En 1862, lorsque Hugo publie Les Misérables, les réclames pour les étrennes sont monnaie courante. La plupart des almanachs et des journaux affichent les leurs en décembre. Écrit vingt ans plus tôt (entre 1843 et 1847), le roman, à travers cette scène d’anthologie, évoque pourtant déjà Noël. C’est derrière la vitrine d’une de ces bimbeloteries, on s’en souvient, que Cosette découvre, sur le chemin du retour, « la merveilleuse poupée à laquelle elle ne put s’empêcher de jeter un regard ».

D’autre part, dans ce mouvement de transformation, au croisement des évolutions de la bourgeoisie et du commerce, se configurent dans le même temps les symboles du Noël occidental moderne.

La pratique du sapin de Noël s’étend à partir de la tradition allemande qui gagne en visibilité par les pratiques de cour, puis par leur usage croissant dans les vitrines inventées par les grands magasins.

Quant au Père Noël, sa généalogie est chaotique. En Europe, il apparaît épisodiquement au Moyen-Âge parmi d’autres personnages colporteurs de cadeaux (comme les « saints et les personnages bibliques, les fées et sorcières, et les vieillards »).

Son pendant le plus net est alors Saint-Nicolas, personnage ambigu pouvant aussi bien ressusciter les enfants qu’être le « Nicolas à la fourrure » (Pelzenickel), autre nom du Père Fouettard, qui utilise son sac pour capturer les enfants. La période de la Réforme luthérienne, en abolissant le culte des saints au XVIe constitue une date importante en déplaçant la fête des enfants du 6 décembre au 25 décembre, jour de la Noël où c’est le Christkindl (l’enfant Christ) qui devient le dispensateur des cadeaux.

Différentes traditions coexistent alors selon les traditions religieuses, catholiques ou protestantes, et selon les régions.

Aux Etats-Unis, où Noël correspondait au calendrier anglican, la figure du Saint Nicolas prend une valeur révolutionnaire.

C’est au début du XIXe siècle que les personnages du Bonhomme Noël et du Saint Nicolas commencent à converge, et parce que les Etats américains officialisent la célébration de la Saint Nicolas le jour de Noël à partir de 1836.

De ces influences éparses naît alors progressivement la figure du Père Noël sous sa forme contemporaine qui se diffuse en Europe occidentale tout au long du XIXe et du XXe siècle.

Enfin, la célébration du Noël occidental moderne s’accompagne de tout un ensemble de règles sociales émergeant progressivement.

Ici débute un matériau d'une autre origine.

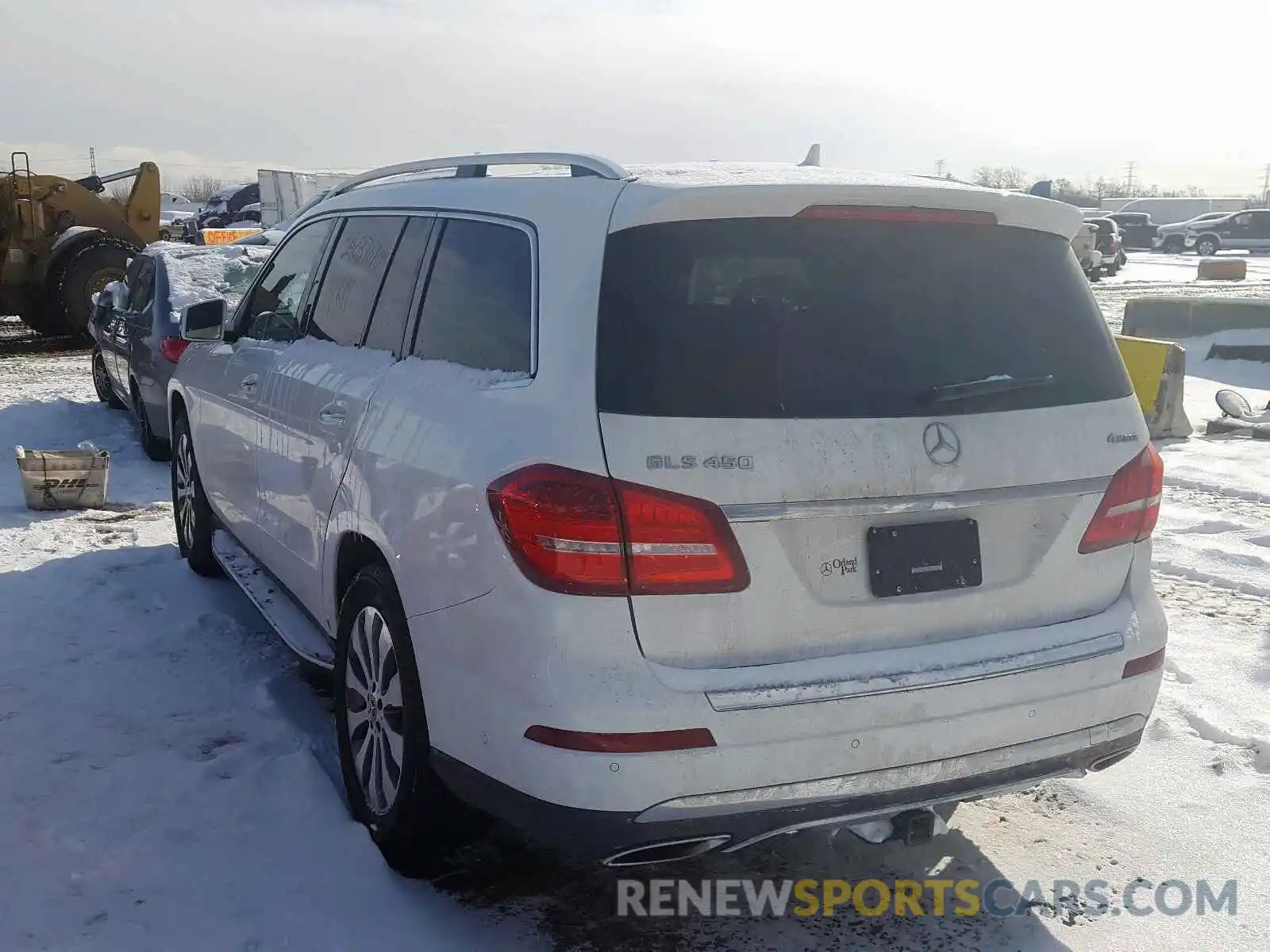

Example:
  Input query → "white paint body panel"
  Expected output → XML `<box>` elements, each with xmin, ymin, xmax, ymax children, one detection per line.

<box><xmin>170</xmin><ymin>159</ymin><xmax>1166</xmax><ymax>827</ymax></box>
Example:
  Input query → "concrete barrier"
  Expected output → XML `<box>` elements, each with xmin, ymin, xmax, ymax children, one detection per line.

<box><xmin>1115</xmin><ymin>336</ymin><xmax>1191</xmax><ymax>440</ymax></box>
<box><xmin>1199</xmin><ymin>258</ymin><xmax>1249</xmax><ymax>281</ymax></box>
<box><xmin>1122</xmin><ymin>297</ymin><xmax>1270</xmax><ymax>340</ymax></box>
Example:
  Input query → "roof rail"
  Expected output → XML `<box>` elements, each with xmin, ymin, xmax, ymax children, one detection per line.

<box><xmin>330</xmin><ymin>152</ymin><xmax>631</xmax><ymax>198</ymax></box>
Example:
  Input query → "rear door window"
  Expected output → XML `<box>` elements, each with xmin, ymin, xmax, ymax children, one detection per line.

<box><xmin>366</xmin><ymin>217</ymin><xmax>436</xmax><ymax>357</ymax></box>
<box><xmin>597</xmin><ymin>218</ymin><xmax>1132</xmax><ymax>419</ymax></box>
<box><xmin>411</xmin><ymin>218</ymin><xmax>533</xmax><ymax>374</ymax></box>
<box><xmin>305</xmin><ymin>216</ymin><xmax>405</xmax><ymax>347</ymax></box>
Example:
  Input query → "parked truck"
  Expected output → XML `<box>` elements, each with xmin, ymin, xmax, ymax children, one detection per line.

<box><xmin>259</xmin><ymin>169</ymin><xmax>353</xmax><ymax>228</ymax></box>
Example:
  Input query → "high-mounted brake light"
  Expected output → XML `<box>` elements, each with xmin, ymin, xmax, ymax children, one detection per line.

<box><xmin>794</xmin><ymin>205</ymin><xmax>997</xmax><ymax>225</ymax></box>
<box><xmin>525</xmin><ymin>724</ymin><xmax>715</xmax><ymax>754</ymax></box>
<box><xmin>159</xmin><ymin>338</ymin><xmax>189</xmax><ymax>363</ymax></box>
<box><xmin>1080</xmin><ymin>443</ymin><xmax>1164</xmax><ymax>555</ymax></box>
<box><xmin>487</xmin><ymin>463</ymin><xmax>749</xmax><ymax>595</ymax></box>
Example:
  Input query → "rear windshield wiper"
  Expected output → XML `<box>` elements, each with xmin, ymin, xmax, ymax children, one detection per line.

<box><xmin>923</xmin><ymin>373</ymin><xmax>1054</xmax><ymax>404</ymax></box>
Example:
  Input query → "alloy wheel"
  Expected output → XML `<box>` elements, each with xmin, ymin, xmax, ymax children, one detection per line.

<box><xmin>176</xmin><ymin>433</ymin><xmax>194</xmax><ymax>548</ymax></box>
<box><xmin>344</xmin><ymin>605</ymin><xmax>405</xmax><ymax>816</ymax></box>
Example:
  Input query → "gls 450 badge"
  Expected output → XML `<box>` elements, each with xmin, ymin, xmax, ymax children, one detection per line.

<box><xmin>646</xmin><ymin>453</ymin><xmax>754</xmax><ymax>470</ymax></box>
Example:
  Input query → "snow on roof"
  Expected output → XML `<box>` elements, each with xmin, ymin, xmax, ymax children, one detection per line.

<box><xmin>626</xmin><ymin>163</ymin><xmax>987</xmax><ymax>192</ymax></box>
<box><xmin>150</xmin><ymin>241</ymin><xmax>273</xmax><ymax>322</ymax></box>
<box><xmin>318</xmin><ymin>155</ymin><xmax>1081</xmax><ymax>241</ymax></box>
<box><xmin>610</xmin><ymin>163</ymin><xmax>1081</xmax><ymax>241</ymax></box>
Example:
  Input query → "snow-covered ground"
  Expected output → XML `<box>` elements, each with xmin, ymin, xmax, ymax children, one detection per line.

<box><xmin>0</xmin><ymin>303</ymin><xmax>1270</xmax><ymax>952</ymax></box>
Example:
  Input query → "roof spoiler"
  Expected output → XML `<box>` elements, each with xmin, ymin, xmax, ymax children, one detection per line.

<box><xmin>799</xmin><ymin>142</ymin><xmax>821</xmax><ymax>167</ymax></box>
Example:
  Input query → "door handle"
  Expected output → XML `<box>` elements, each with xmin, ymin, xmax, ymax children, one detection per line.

<box><xmin>318</xmin><ymin>404</ymin><xmax>347</xmax><ymax>427</ymax></box>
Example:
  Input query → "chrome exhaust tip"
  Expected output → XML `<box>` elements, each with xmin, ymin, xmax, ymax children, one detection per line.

<box><xmin>603</xmin><ymin>834</ymin><xmax>732</xmax><ymax>869</ymax></box>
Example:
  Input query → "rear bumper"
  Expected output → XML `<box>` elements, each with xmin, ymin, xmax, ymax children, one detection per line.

<box><xmin>433</xmin><ymin>715</ymin><xmax>1145</xmax><ymax>866</ymax></box>
<box><xmin>411</xmin><ymin>542</ymin><xmax>1167</xmax><ymax>855</ymax></box>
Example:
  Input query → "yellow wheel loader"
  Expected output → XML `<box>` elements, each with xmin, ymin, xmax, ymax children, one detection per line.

<box><xmin>0</xmin><ymin>152</ymin><xmax>161</xmax><ymax>335</ymax></box>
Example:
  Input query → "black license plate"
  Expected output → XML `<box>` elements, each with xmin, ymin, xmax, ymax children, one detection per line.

<box><xmin>865</xmin><ymin>519</ymin><xmax>983</xmax><ymax>598</ymax></box>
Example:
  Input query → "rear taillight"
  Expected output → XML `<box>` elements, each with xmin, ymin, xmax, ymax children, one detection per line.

<box><xmin>794</xmin><ymin>205</ymin><xmax>997</xmax><ymax>225</ymax></box>
<box><xmin>159</xmin><ymin>338</ymin><xmax>189</xmax><ymax>363</ymax></box>
<box><xmin>1080</xmin><ymin>443</ymin><xmax>1164</xmax><ymax>555</ymax></box>
<box><xmin>487</xmin><ymin>463</ymin><xmax>749</xmax><ymax>595</ymax></box>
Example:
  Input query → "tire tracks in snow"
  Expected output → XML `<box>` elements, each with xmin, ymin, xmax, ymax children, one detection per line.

<box><xmin>1149</xmin><ymin>574</ymin><xmax>1270</xmax><ymax>774</ymax></box>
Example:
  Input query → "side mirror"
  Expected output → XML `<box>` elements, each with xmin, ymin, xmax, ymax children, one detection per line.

<box><xmin>180</xmin><ymin>297</ymin><xmax>229</xmax><ymax>343</ymax></box>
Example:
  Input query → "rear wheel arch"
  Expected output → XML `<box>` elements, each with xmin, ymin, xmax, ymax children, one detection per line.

<box><xmin>330</xmin><ymin>531</ymin><xmax>400</xmax><ymax>618</ymax></box>
<box><xmin>167</xmin><ymin>391</ymin><xmax>189</xmax><ymax>433</ymax></box>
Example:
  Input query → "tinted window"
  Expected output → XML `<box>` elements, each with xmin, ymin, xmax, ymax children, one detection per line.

<box><xmin>237</xmin><ymin>221</ymin><xmax>332</xmax><ymax>340</ymax></box>
<box><xmin>305</xmin><ymin>217</ymin><xmax>405</xmax><ymax>347</ymax></box>
<box><xmin>366</xmin><ymin>218</ymin><xmax>433</xmax><ymax>355</ymax></box>
<box><xmin>413</xmin><ymin>218</ymin><xmax>533</xmax><ymax>373</ymax></box>
<box><xmin>597</xmin><ymin>218</ymin><xmax>1132</xmax><ymax>417</ymax></box>
<box><xmin>129</xmin><ymin>258</ymin><xmax>155</xmax><ymax>311</ymax></box>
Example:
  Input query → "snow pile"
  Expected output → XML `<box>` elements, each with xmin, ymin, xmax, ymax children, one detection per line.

<box><xmin>151</xmin><ymin>243</ymin><xmax>269</xmax><ymax>324</ymax></box>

Comme la fête est d’abord issue de la bourgeoisie et se fonde sur la privatisation de la célébration, une des valeurs l’accompagnant devient la charité faite aux pauvres (et aux inférieurs en général).

Les ouvrages destinés à la jeunesse bourgeoise utilisent la nuit de Noël comme un événement où l’enfant découvre les inégalités sociales, la compassion pour l’inférieur, mais aussi la nécessaire distance sociale (car jamais n’est offert à l’enfant pauvre des cadeaux hors de portée ou inutiles).

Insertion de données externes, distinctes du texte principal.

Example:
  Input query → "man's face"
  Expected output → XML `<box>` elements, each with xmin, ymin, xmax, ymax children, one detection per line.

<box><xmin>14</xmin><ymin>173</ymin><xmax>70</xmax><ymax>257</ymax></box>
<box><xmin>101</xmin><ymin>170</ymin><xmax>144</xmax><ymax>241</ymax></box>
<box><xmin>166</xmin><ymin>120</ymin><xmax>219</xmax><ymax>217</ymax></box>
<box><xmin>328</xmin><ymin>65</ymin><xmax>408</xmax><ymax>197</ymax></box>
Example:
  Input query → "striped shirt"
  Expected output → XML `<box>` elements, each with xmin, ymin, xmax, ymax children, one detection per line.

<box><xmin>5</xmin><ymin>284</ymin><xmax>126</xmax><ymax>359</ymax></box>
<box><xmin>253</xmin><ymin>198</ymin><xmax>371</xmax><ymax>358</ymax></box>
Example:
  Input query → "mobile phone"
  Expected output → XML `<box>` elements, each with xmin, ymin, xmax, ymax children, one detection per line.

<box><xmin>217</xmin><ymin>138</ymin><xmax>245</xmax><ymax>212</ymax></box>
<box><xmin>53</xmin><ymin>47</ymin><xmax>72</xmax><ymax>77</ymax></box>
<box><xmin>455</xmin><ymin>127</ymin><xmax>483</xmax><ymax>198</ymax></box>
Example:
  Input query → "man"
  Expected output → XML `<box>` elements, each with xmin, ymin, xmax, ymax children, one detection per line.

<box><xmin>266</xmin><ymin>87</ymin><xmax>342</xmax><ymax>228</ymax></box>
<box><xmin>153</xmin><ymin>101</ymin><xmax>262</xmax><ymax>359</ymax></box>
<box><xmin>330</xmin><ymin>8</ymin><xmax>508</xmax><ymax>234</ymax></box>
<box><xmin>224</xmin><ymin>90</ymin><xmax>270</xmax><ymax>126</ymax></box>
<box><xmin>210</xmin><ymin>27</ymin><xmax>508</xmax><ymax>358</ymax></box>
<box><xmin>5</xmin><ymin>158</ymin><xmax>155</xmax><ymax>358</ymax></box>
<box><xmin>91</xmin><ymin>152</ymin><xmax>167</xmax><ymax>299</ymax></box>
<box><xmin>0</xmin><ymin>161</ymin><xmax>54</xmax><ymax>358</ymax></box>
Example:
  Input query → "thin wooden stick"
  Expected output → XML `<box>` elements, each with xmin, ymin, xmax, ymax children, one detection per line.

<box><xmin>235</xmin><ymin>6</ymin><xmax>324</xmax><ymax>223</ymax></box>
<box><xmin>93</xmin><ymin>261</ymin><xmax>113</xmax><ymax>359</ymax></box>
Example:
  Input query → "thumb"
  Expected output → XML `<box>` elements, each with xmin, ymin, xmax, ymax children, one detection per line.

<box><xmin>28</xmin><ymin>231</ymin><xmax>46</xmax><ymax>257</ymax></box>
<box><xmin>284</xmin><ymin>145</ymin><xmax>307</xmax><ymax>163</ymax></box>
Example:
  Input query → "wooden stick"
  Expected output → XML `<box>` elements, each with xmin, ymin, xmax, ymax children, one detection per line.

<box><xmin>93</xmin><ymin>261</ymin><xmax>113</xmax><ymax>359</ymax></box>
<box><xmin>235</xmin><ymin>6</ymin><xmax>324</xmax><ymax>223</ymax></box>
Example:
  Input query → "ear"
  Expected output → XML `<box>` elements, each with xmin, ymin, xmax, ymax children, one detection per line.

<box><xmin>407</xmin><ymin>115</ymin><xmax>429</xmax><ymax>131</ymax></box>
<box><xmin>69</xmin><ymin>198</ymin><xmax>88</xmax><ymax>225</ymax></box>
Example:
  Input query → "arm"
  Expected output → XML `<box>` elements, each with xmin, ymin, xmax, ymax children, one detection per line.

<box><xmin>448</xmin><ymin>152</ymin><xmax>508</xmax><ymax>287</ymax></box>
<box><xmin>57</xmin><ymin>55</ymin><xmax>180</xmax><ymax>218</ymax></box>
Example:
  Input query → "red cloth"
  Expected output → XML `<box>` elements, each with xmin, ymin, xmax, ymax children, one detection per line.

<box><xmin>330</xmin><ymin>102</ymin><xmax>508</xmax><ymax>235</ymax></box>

Dans le même temps, les cadeaux et la cérémonie de leur remise, autrefois mérités, deviennent progressivement un dû et même un droit de l’enfant.

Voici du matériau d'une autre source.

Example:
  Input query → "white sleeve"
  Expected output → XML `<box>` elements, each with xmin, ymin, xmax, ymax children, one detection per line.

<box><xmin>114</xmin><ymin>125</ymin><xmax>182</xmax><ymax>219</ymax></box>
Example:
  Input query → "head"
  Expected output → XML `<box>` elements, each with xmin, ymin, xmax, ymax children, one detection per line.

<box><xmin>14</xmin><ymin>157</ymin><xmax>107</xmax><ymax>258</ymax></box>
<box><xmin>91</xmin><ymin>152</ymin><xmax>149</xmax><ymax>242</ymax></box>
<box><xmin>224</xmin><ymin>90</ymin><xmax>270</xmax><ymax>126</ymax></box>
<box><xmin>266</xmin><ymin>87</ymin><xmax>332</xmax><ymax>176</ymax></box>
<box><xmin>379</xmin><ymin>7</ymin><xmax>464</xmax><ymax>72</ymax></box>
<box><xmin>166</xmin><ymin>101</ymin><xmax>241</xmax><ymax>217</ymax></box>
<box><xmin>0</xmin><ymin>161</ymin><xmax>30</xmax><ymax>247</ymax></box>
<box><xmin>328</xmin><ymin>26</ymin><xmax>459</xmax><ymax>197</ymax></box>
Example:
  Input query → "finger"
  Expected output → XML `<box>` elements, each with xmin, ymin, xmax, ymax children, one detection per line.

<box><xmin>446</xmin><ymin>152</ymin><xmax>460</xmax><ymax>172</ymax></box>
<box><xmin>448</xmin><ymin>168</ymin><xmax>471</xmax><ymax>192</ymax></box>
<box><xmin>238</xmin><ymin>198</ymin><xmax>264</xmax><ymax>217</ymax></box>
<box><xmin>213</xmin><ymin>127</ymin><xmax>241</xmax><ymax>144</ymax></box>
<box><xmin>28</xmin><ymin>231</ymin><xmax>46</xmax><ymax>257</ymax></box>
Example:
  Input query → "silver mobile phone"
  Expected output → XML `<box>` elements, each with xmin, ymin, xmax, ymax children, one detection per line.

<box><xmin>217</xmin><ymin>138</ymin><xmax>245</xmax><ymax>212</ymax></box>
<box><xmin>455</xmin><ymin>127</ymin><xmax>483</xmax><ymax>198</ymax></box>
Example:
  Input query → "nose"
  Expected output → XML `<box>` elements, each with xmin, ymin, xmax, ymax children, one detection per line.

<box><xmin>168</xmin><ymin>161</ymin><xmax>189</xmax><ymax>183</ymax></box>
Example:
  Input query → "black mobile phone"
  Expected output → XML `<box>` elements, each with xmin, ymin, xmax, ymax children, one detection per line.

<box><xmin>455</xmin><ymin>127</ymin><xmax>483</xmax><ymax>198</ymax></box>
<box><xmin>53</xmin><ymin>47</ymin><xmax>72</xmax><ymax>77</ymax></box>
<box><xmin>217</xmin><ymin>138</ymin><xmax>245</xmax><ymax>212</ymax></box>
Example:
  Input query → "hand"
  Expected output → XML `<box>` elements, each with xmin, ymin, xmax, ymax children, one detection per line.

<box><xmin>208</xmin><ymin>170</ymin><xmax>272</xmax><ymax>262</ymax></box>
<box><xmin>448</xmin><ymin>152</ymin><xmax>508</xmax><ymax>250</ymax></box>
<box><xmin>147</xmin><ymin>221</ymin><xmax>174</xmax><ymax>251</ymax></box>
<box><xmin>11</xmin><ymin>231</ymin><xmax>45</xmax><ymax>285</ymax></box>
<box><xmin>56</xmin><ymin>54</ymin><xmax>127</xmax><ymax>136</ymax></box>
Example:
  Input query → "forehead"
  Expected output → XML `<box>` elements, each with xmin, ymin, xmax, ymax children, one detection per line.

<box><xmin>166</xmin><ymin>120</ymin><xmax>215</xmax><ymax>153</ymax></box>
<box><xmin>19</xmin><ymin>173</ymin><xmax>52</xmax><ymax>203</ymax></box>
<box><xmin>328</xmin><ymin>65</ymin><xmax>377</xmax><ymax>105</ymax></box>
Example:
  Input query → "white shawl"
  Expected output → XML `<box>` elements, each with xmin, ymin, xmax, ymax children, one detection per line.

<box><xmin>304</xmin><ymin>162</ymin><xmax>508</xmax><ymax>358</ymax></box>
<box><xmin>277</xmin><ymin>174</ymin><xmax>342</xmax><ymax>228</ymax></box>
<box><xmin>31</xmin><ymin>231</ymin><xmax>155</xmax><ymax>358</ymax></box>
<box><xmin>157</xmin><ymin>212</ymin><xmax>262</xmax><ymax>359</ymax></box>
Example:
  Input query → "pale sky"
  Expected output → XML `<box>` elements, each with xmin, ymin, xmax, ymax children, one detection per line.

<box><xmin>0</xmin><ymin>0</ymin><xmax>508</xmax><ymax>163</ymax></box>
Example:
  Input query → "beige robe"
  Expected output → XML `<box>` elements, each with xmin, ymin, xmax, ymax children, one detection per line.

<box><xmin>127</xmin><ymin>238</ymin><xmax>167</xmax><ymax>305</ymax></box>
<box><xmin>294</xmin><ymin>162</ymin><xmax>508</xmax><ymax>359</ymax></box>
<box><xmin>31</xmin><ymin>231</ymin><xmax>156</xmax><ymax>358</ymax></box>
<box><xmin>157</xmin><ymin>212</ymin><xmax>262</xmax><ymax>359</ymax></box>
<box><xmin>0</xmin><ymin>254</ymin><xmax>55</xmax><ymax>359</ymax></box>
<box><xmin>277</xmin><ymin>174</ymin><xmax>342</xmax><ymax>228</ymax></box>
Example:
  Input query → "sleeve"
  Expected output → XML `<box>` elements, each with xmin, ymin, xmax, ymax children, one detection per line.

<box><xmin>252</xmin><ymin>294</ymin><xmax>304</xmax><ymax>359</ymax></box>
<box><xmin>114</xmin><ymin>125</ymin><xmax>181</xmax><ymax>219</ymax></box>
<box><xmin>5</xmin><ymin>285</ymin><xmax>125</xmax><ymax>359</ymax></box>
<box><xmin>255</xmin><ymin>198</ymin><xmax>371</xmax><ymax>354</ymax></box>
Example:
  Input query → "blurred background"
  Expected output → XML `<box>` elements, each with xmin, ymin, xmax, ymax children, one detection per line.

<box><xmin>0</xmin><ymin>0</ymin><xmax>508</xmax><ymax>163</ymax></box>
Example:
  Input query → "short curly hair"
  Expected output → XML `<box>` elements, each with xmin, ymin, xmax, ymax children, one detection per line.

Se développent tout au long des deux siècles les cadeaux typiques de la petite fille et du petit garçon aussi bien dans les catalogues publicitaires que dans les pratiques.

Quant aux adultes, ils ne sont pas en reste (avec notamment les cadeaux pour l’époux ou pour l’épouse), même si les règles de don et de contre-don fonctionnent sur un registre différent de celui des enfants (tandis que le cadeau aux enfants se fait sans contrepartie, la « règle de réciprocité » observée par Caplow laisse penser que tout cadeau entre adultes doit se faire dans les deux sens pour correspondre aux attentes des deux parties).

Et voici comment on peut intellectualiser autour du cadeau de noël qui fascine les uns et exaspère les autres.

Je fais partie de la seconde catégorie.